Fotoreporterka Agata Grzybowska zatrzymana. "Tylko dlatego, że błysnęłam policjantowi w twarz fleszem"
W poniedziałek po południu policja zatrzymała na kilka godzin Agatę Grzybowską, fotoreporterkę Agencji RATS, podczas demonstracji przed siedzibą Ministerstwa Edukacji i Nauki. Dziennikarce zarzucono naruszenie nietykalności policjanta. - Zostałam zaatakowana przez policjanta, tylko dlatego, że robiąc zdjęcie, błysnęłam mu w twarz fleszem - poinformowała. Nagranie pokazane przez OKO.press pokazuje,że Grzybowska mogła kopnąć policjanta. Marcin Lewicki, prezes zarządu Press Club Polska złożył w komendzie policji zawiadomienie o możliwości popełnienia przestępstwa przez funkcjonariuszy.

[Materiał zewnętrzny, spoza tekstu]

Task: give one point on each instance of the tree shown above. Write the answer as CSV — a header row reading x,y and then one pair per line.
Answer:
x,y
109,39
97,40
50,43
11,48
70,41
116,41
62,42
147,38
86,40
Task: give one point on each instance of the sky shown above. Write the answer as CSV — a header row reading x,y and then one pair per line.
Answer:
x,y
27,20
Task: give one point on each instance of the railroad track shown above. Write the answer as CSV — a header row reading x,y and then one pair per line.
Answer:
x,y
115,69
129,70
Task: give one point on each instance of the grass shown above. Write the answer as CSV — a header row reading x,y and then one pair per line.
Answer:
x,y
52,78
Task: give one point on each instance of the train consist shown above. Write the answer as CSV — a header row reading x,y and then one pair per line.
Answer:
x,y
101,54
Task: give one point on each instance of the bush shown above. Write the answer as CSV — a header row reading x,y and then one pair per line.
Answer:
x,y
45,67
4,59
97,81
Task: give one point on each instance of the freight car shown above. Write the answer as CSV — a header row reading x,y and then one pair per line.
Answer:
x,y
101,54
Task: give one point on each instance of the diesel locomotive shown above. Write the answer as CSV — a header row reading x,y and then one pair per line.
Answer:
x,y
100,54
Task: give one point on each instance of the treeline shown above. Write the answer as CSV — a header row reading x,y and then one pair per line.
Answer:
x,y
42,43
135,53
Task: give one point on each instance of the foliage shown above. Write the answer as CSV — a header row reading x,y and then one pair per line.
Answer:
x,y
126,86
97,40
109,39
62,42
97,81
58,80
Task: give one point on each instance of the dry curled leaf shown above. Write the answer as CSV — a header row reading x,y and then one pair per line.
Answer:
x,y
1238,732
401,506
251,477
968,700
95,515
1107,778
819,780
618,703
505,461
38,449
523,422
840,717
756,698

Dołącz do dyskusji: Fotoreporterka Agata Grzybowska zatrzymana. "Tylko dlatego, że błysnęłam policjantowi w twarz fleszem"
Z tej odległości jaką widać na filmiku mogłaby zrobić co najwyżej zrobić zdjęcie jego uzębienia i to przestawiając uprzednio obiektyw w tryb makro. W dodatku zewnętrzna lampa umocowana na sankach aparatu nie oświetla (przy tej odległości) pola widzenia obiektywu. Dodam jeszcze, że energia błysku profesjonalnej lampy jest tak duża, że bezpośredni "strzał" w oko z tak małej odległości może uszkodzić siatkówkę (co można wyczytać w większości instrukcji obsługi tego urządzenia).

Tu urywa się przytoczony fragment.